Herald rating: * *
Forty years after he helped to create ska on Millie Small's My Boy Lollipop, the legendary guitarist is enjoying the highest profile of his long career.
His blend of reggae riddums and fluid jazz guitar (on previous albums, often with countryman/pianist Monty Alexander) hits that midpoint between inoffensive, classy background music for a dinner party, warm vibes for the backyard barbecue, and smart and inventive improvised pop-jazz.
This time he again pulls some seasoned Jamaican session musicians into the old Tuff Gong Studio and, as the album title suggests, evokes sunny days and balmy tropical nights.
Reminiscing here recalls the memorably cruisy theme to the classic 60s surf movie The Endless Summer.

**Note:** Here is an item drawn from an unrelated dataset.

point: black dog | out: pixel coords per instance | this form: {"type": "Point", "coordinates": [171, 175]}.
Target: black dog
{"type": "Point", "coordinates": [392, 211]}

He reconfigures Delroy Wilson's rock-steady Dancing Mood into his style, and tracks with titles such as Surfside (mellow), Tender Moments and Dance All speak for themselves.
There is some terrific stuff - the oddly familiar original and finger-tricky One Chord Stylee - and the arrangements are horns tight and pointed, but too often it all slides together into a warm but unaffecting ambience. You lose interest in where the tunes might be going and you might well be thinking of polite 70s fusion and bores such as the Spirogyra.
Ranglin has made some essential albums, but this toothless pleasantry doesn't sound like one.